Sunday, November 11, 2007

New Worries About Prejudice…And Old Worries About Poor Understanding of Race

This is in response to a front-page Sunday NY Times article which I found maddeningly imprecise. The journalist confuses the notion of race so many times through the different perspectives that the average reader can only continue to assume that there is such a thing as a fixed and genetic race.

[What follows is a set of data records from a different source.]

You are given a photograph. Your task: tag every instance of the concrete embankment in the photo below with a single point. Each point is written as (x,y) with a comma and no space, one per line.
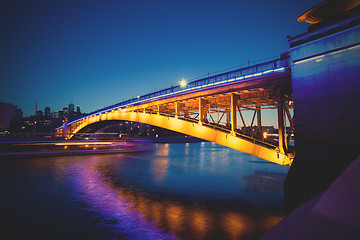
(333,214)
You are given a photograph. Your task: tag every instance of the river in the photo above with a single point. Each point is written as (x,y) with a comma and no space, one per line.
(176,191)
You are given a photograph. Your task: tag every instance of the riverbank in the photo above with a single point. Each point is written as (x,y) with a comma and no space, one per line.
(333,214)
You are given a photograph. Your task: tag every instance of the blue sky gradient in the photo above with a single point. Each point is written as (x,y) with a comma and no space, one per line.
(97,53)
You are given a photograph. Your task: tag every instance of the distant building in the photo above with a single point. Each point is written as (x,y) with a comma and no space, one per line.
(55,114)
(39,113)
(8,113)
(47,111)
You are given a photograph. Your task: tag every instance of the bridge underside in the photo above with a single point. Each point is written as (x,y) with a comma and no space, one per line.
(222,118)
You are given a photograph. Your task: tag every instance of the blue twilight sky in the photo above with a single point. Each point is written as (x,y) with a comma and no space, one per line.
(97,53)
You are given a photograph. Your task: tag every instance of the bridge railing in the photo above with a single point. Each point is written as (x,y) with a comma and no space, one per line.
(241,74)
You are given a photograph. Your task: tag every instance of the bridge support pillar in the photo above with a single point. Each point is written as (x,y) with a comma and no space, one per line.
(201,110)
(325,71)
(177,110)
(281,125)
(233,112)
(258,118)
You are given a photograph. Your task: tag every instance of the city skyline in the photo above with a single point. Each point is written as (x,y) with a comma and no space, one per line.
(97,54)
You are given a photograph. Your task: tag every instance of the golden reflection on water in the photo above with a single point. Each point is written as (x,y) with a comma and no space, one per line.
(174,216)
(201,221)
(160,165)
(235,225)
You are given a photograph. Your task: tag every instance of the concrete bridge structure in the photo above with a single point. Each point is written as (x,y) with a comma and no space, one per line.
(212,108)
(318,77)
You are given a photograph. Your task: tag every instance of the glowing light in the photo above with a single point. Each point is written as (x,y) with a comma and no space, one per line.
(265,134)
(183,83)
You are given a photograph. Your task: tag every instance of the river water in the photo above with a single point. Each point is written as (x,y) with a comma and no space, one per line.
(176,191)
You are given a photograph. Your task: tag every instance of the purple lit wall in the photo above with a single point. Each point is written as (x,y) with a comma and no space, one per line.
(325,65)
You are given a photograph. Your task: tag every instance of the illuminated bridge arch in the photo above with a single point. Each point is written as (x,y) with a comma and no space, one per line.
(213,109)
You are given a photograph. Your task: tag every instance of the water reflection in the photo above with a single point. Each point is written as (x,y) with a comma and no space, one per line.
(118,208)
(178,191)
(137,213)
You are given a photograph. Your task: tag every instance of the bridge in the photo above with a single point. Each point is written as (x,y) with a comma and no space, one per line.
(214,108)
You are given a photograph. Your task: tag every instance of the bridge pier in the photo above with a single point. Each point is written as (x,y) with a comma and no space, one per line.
(325,67)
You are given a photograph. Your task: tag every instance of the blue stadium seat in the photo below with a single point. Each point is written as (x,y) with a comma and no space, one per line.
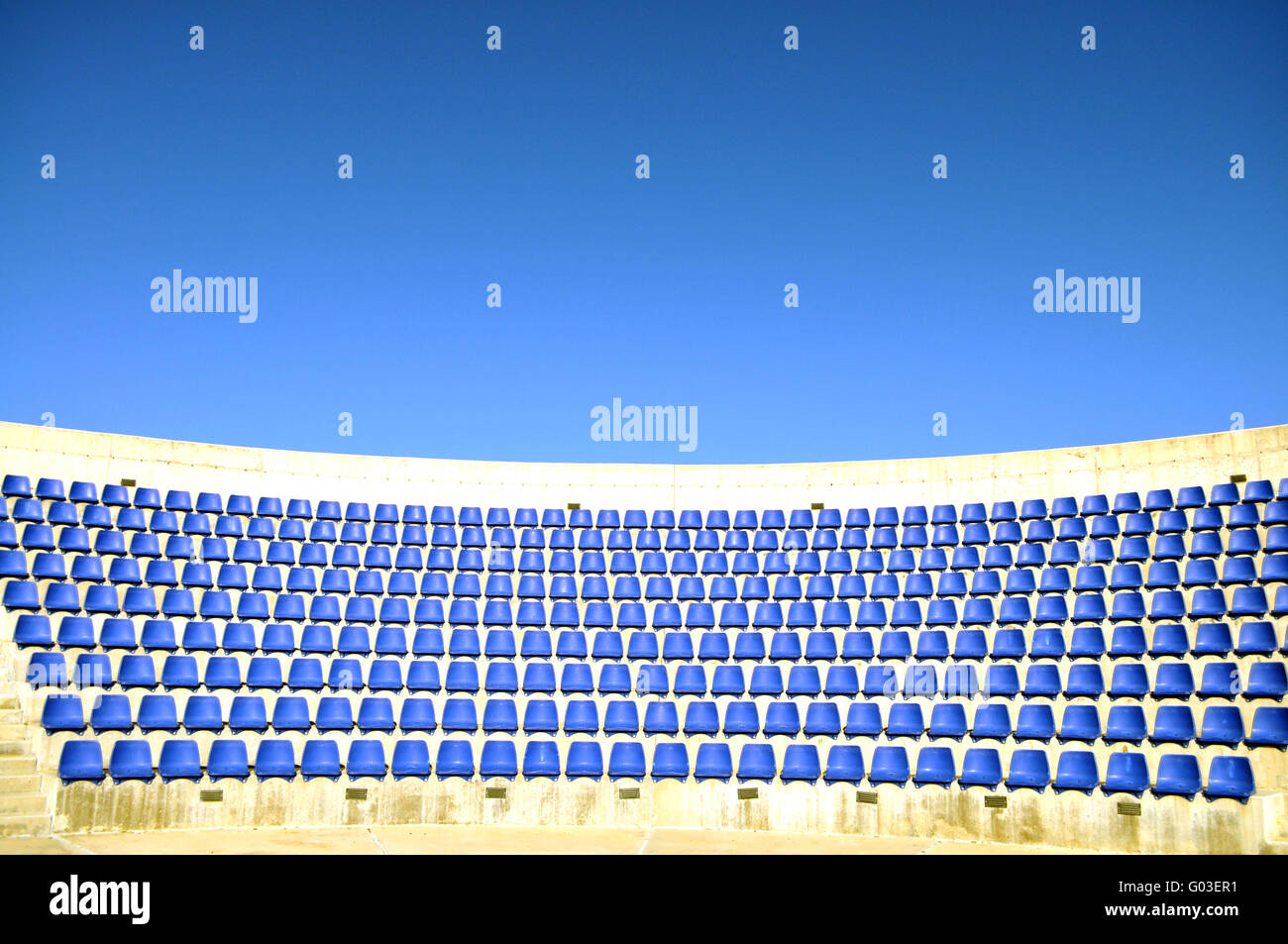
(935,765)
(456,759)
(132,760)
(179,760)
(81,760)
(1126,773)
(1231,777)
(1177,776)
(1077,771)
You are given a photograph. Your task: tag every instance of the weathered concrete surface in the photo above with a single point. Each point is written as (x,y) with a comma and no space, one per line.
(494,840)
(1068,820)
(1034,474)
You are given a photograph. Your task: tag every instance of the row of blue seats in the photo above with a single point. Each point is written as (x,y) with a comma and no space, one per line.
(1106,543)
(1125,605)
(1173,724)
(1129,681)
(1077,771)
(837,578)
(850,557)
(178,500)
(214,552)
(40,520)
(1254,638)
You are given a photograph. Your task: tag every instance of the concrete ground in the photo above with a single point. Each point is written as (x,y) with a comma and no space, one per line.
(502,840)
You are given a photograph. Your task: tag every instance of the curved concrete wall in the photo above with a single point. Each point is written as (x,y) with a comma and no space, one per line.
(1258,454)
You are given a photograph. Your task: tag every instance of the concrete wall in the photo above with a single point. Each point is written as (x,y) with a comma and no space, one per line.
(1038,474)
(1069,820)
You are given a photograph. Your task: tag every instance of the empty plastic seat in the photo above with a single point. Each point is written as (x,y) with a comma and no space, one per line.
(1028,769)
(130,760)
(756,763)
(889,765)
(541,759)
(456,759)
(1177,776)
(935,765)
(63,713)
(1126,773)
(626,760)
(1077,771)
(991,721)
(1173,724)
(81,760)
(1231,777)
(982,767)
(670,762)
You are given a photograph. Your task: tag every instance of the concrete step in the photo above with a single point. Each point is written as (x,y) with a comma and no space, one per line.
(24,805)
(16,764)
(24,824)
(20,784)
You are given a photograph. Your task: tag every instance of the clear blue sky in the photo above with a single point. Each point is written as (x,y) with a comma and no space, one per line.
(768,166)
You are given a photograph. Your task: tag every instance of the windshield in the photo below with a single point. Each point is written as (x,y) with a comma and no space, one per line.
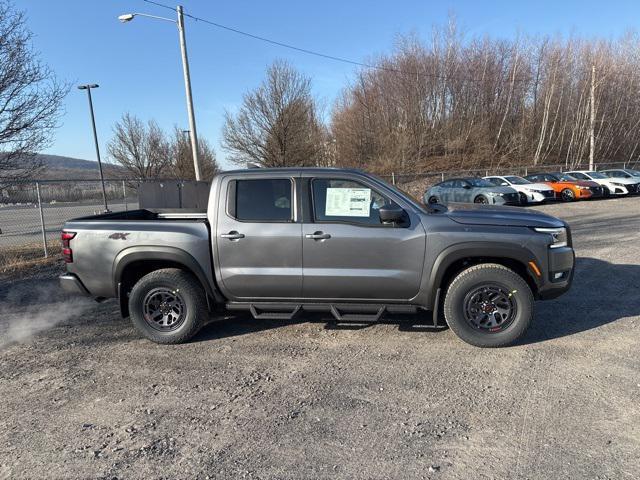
(598,175)
(564,177)
(517,180)
(479,182)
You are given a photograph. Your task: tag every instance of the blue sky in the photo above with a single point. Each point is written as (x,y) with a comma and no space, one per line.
(138,64)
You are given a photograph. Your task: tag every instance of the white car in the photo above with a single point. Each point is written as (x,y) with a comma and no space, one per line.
(628,177)
(529,192)
(612,187)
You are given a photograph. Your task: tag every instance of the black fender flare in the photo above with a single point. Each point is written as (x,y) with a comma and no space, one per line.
(162,253)
(480,249)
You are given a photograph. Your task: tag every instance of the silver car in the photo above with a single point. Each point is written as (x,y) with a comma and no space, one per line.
(471,190)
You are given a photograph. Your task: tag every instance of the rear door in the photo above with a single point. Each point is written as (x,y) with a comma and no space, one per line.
(258,238)
(348,253)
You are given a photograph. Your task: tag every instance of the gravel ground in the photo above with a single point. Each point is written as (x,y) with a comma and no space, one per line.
(84,396)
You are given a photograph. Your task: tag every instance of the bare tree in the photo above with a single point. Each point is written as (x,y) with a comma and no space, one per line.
(277,124)
(182,158)
(30,97)
(142,149)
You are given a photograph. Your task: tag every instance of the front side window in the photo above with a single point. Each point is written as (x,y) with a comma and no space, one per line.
(263,200)
(337,200)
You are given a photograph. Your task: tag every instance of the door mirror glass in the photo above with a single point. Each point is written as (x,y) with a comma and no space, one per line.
(391,214)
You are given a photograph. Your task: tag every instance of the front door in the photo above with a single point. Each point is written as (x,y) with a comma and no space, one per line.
(258,241)
(348,253)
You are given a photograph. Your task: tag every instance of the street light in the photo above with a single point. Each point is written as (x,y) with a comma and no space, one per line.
(88,88)
(187,78)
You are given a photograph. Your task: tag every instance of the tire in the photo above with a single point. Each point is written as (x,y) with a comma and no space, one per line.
(485,281)
(523,198)
(567,195)
(168,306)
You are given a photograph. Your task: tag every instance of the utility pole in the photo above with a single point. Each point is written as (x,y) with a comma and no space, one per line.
(95,139)
(592,140)
(187,87)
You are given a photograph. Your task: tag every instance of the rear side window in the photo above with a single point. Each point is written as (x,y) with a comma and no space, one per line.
(336,200)
(263,200)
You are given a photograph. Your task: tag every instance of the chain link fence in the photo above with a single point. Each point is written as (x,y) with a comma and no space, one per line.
(32,212)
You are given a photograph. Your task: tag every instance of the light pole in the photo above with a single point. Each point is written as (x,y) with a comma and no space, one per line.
(187,77)
(88,88)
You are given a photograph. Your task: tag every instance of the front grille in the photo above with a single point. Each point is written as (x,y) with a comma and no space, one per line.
(512,197)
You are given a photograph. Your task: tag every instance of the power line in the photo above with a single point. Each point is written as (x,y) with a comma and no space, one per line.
(333,57)
(313,52)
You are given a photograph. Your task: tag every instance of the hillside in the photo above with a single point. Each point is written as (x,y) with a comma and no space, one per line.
(60,167)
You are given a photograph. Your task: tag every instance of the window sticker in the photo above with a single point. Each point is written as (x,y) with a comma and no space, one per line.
(348,202)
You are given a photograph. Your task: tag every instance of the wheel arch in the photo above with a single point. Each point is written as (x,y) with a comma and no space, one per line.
(131,264)
(459,257)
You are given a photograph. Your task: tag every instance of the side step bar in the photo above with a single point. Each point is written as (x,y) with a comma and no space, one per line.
(348,312)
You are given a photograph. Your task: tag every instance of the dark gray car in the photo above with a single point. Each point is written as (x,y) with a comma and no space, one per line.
(471,190)
(281,242)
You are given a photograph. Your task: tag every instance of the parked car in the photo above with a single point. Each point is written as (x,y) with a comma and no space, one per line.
(279,242)
(611,187)
(471,190)
(529,192)
(568,188)
(629,178)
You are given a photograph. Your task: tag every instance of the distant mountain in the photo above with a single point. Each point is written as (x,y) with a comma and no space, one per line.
(60,167)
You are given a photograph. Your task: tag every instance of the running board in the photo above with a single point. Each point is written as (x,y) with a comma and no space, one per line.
(344,312)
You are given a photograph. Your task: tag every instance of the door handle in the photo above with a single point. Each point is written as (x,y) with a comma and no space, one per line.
(317,236)
(233,235)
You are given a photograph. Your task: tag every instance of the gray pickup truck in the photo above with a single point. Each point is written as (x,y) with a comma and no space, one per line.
(281,242)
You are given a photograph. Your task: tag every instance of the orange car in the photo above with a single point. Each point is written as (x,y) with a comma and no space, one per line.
(568,188)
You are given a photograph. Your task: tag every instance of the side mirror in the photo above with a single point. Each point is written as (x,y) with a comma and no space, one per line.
(389,214)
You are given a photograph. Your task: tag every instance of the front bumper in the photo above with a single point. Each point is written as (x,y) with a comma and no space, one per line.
(559,275)
(70,283)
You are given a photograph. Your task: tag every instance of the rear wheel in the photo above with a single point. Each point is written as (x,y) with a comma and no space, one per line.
(488,305)
(523,198)
(168,306)
(567,195)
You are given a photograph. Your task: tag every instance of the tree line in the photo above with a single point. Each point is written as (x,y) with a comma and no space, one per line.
(447,104)
(443,103)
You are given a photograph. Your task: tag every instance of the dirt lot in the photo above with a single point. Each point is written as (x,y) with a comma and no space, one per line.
(83,396)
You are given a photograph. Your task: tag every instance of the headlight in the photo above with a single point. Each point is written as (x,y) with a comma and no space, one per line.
(558,236)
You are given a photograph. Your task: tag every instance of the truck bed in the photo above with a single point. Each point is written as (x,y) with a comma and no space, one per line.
(149,215)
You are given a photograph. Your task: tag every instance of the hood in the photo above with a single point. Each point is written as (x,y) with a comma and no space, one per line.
(474,214)
(584,183)
(537,186)
(499,189)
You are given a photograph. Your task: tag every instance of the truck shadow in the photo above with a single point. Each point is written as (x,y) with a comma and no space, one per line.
(602,293)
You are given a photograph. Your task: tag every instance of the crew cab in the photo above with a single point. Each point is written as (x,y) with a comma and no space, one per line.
(281,242)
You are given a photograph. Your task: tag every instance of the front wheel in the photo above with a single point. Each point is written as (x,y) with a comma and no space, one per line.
(488,305)
(567,195)
(168,306)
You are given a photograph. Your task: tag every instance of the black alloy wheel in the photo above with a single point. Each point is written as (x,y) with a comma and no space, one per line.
(164,309)
(490,308)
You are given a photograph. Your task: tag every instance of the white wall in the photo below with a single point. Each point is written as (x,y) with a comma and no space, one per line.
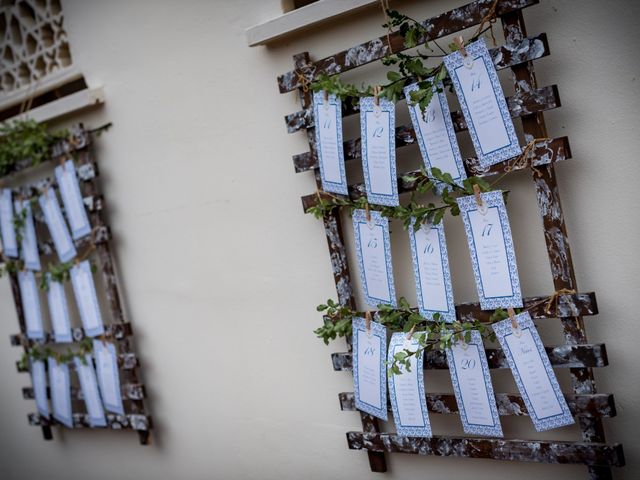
(221,270)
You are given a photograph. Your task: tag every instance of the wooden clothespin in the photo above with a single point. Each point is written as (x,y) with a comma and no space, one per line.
(367,321)
(512,317)
(477,193)
(459,41)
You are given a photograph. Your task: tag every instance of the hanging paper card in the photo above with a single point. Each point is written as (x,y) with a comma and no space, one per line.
(108,377)
(84,291)
(406,390)
(7,229)
(483,104)
(57,226)
(492,254)
(39,380)
(431,271)
(435,134)
(533,374)
(373,249)
(472,386)
(90,393)
(58,311)
(29,243)
(72,200)
(328,120)
(60,386)
(369,372)
(31,304)
(377,126)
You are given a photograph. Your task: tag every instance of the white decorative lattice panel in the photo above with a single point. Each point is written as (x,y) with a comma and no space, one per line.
(33,42)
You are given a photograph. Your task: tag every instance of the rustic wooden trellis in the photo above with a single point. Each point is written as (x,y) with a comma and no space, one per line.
(117,329)
(580,357)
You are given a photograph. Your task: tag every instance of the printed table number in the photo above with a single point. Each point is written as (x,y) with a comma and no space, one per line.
(328,120)
(369,372)
(483,104)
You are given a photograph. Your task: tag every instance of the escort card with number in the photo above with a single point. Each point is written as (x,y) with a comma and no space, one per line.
(30,297)
(90,393)
(436,136)
(377,129)
(483,104)
(328,120)
(84,291)
(57,226)
(369,372)
(29,242)
(431,271)
(72,200)
(7,229)
(60,387)
(492,254)
(406,390)
(532,372)
(58,311)
(39,380)
(472,386)
(108,376)
(373,249)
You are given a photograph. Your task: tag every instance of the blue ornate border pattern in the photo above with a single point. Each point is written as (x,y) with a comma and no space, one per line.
(450,314)
(380,332)
(367,105)
(504,329)
(478,51)
(398,340)
(492,199)
(414,111)
(360,218)
(475,429)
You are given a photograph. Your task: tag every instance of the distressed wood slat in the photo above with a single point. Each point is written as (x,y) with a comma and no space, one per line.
(130,421)
(597,405)
(491,448)
(115,331)
(543,99)
(547,151)
(364,53)
(129,392)
(126,362)
(562,356)
(503,57)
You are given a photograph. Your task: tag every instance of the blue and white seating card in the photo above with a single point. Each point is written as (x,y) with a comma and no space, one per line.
(532,372)
(108,377)
(373,249)
(58,311)
(492,254)
(29,242)
(369,372)
(436,136)
(57,226)
(72,200)
(84,291)
(60,386)
(30,297)
(90,393)
(483,104)
(406,390)
(39,380)
(9,241)
(328,120)
(431,271)
(378,136)
(473,388)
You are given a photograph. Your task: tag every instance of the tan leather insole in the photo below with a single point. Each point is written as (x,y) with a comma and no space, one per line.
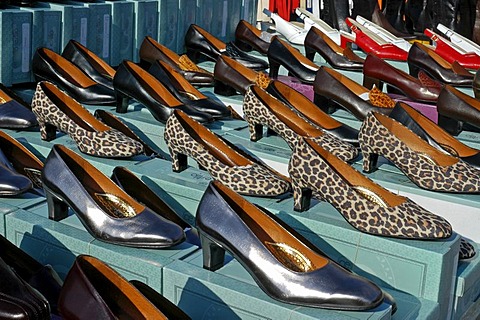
(121,297)
(438,134)
(94,181)
(415,142)
(353,177)
(69,70)
(300,57)
(264,227)
(219,45)
(215,146)
(306,107)
(153,86)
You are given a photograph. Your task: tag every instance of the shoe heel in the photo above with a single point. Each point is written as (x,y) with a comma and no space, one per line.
(213,254)
(369,82)
(224,89)
(48,132)
(452,126)
(274,67)
(57,208)
(122,102)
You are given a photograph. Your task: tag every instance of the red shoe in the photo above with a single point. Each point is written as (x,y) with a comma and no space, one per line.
(448,51)
(370,43)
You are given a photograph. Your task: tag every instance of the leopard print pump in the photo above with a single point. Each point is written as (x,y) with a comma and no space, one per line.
(185,136)
(262,109)
(55,109)
(427,167)
(364,204)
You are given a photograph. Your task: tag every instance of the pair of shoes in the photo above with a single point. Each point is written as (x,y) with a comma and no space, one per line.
(200,42)
(151,51)
(90,282)
(14,112)
(248,38)
(232,77)
(365,205)
(55,109)
(318,42)
(225,162)
(333,90)
(376,71)
(50,66)
(276,259)
(281,53)
(131,81)
(420,57)
(262,109)
(108,213)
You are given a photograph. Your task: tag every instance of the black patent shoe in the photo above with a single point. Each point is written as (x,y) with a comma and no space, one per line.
(43,278)
(50,66)
(434,134)
(186,93)
(276,259)
(131,81)
(107,212)
(14,113)
(18,299)
(90,63)
(139,191)
(199,42)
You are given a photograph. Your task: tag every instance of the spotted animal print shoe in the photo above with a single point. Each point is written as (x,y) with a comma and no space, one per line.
(55,109)
(364,204)
(244,174)
(262,109)
(425,165)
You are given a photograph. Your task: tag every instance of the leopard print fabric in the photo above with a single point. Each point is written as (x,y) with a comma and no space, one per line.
(110,143)
(374,138)
(308,170)
(256,112)
(252,179)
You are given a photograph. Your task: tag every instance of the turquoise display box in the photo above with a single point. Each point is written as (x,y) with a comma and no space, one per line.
(231,293)
(16,46)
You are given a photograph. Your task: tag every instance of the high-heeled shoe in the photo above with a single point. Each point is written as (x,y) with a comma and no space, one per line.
(50,66)
(186,93)
(281,53)
(249,38)
(376,71)
(90,282)
(371,43)
(434,134)
(151,51)
(17,157)
(131,81)
(198,41)
(333,90)
(14,113)
(186,137)
(43,278)
(308,110)
(108,213)
(262,109)
(317,42)
(55,109)
(90,63)
(457,111)
(139,191)
(421,57)
(275,258)
(371,208)
(232,77)
(448,51)
(424,165)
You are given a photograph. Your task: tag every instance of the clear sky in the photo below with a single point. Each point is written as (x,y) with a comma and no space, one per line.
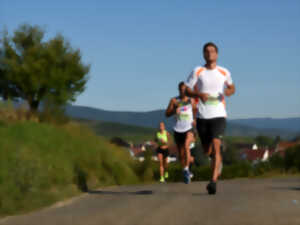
(140,50)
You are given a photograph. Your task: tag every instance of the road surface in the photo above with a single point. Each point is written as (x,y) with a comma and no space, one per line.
(273,201)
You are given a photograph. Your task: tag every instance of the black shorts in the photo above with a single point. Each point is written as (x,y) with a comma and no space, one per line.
(165,152)
(210,128)
(180,137)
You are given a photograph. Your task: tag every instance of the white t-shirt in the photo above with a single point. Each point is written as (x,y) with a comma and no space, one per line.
(184,120)
(213,83)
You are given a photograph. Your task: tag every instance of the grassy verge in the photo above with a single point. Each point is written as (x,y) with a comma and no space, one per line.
(43,163)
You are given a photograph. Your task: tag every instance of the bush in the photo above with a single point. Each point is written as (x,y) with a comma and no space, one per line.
(43,163)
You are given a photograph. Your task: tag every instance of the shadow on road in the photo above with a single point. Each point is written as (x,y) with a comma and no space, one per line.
(286,188)
(144,192)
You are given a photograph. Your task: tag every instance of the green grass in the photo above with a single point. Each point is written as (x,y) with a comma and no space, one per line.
(43,163)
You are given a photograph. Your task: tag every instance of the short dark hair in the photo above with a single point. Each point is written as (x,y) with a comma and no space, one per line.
(210,44)
(181,84)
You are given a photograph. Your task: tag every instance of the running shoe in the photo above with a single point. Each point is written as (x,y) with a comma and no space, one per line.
(166,175)
(220,169)
(211,188)
(186,177)
(191,175)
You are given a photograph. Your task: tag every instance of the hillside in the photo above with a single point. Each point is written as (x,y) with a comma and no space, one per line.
(151,119)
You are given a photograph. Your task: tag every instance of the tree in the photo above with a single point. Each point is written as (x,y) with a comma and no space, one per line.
(35,70)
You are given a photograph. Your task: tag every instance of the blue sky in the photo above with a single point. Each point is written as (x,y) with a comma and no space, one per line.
(140,50)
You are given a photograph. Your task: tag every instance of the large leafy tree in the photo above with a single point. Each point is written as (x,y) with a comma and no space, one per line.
(37,71)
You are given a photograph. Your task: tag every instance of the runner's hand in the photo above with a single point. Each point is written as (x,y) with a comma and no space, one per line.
(174,102)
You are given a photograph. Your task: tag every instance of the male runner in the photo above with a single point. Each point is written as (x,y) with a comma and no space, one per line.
(210,83)
(183,107)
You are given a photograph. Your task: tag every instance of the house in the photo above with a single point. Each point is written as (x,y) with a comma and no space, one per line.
(256,155)
(283,145)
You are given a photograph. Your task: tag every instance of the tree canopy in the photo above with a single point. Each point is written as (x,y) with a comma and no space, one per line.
(36,70)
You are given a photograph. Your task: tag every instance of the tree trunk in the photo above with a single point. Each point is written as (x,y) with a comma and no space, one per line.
(34,105)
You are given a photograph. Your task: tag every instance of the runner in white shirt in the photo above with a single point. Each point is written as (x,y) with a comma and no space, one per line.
(183,108)
(209,84)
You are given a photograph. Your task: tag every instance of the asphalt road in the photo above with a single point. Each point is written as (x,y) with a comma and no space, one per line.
(240,202)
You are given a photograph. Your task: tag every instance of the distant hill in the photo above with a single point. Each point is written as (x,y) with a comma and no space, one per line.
(290,124)
(286,128)
(126,132)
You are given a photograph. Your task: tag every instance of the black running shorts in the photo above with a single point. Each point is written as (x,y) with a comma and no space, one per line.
(180,137)
(210,128)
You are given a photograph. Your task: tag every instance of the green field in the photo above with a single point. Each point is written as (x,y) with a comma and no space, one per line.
(43,163)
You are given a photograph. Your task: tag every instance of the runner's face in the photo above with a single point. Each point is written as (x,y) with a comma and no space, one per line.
(210,54)
(182,90)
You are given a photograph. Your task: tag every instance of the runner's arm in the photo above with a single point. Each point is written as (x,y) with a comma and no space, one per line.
(171,110)
(229,90)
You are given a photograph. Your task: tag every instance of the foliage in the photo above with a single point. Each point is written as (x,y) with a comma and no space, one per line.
(36,70)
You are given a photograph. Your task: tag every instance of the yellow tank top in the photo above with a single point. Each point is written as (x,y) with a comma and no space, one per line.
(162,137)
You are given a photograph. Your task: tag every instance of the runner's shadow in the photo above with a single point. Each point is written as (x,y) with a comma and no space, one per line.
(144,192)
(199,194)
(286,188)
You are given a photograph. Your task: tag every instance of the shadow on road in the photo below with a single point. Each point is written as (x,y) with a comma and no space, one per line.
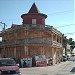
(73,70)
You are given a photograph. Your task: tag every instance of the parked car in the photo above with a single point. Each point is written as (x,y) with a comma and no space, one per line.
(68,57)
(64,58)
(8,67)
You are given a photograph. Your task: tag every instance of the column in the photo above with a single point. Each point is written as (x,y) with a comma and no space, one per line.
(15,52)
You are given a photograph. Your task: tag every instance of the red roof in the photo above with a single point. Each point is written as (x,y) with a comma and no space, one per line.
(34,9)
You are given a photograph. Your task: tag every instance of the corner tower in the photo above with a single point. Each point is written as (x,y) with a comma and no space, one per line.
(34,16)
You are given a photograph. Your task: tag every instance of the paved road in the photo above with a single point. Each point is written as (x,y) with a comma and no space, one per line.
(64,68)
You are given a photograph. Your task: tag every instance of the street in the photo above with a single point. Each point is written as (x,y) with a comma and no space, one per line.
(64,68)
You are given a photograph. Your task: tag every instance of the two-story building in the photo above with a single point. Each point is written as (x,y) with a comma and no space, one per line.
(32,38)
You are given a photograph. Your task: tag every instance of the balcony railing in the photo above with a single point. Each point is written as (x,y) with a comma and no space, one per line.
(28,42)
(56,44)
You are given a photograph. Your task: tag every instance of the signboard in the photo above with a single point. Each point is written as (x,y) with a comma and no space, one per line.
(26,61)
(41,60)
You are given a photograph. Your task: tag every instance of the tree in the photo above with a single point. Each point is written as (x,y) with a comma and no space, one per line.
(64,43)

Let me, just because I can’t stand imprecision about this, make a few points. While I am not a geneticist or a physical anthropologist, there are enough fallacies to sink this article. At the heart of the confusion is that she uses two different notions of race seemingly interchangeably, when only one of them is accurate: the first (and correct) notion is that certain groups of people have certain geographic origins, what she correctly referred to as “continental groups.” Such groupings, over tens of thousands of years fostered, amongst other things, divergence of characteristics due to random mutations in isolated populations (if isolated can be used in the sense of continental isolation) and to the fact that these isolated populations most likely had slightly different genetic patterning already based on their divergent wanderings out of Africa. The second (incorrect) notion is that such groupings constitute a coherent, monolithic, and stable “race” such as Caucasians, Asians, etc. Thus when Amy Harmon begins the article by suggesting that DNA can explain the differences of distinct groups of human beings – e.g., the fact that some populations have lighter or darker skin; the fact that Asians sweat less; the fact that West Africans have different resistance to certain diseases – she is conflating the two ideas to suggest that genetic markers equals race. As she states, “genetic information is slipping out of the laboratory and into everyday life, carrying with it the inescapable message that people of different races have different DNA.” The rest of the article is then an attempt to deal with the (completely false problem) of how scientists and non-scientists have to then deal with explaining away what seems to lay-people as scientific proof for the genetic difference of races. The most volatile aspect of this is the tired issue of so-called linkages between race and IQ. See the Bell Curve Wars among the thousands of books, articles, web sites, etc for a refutation of this fallacious claim.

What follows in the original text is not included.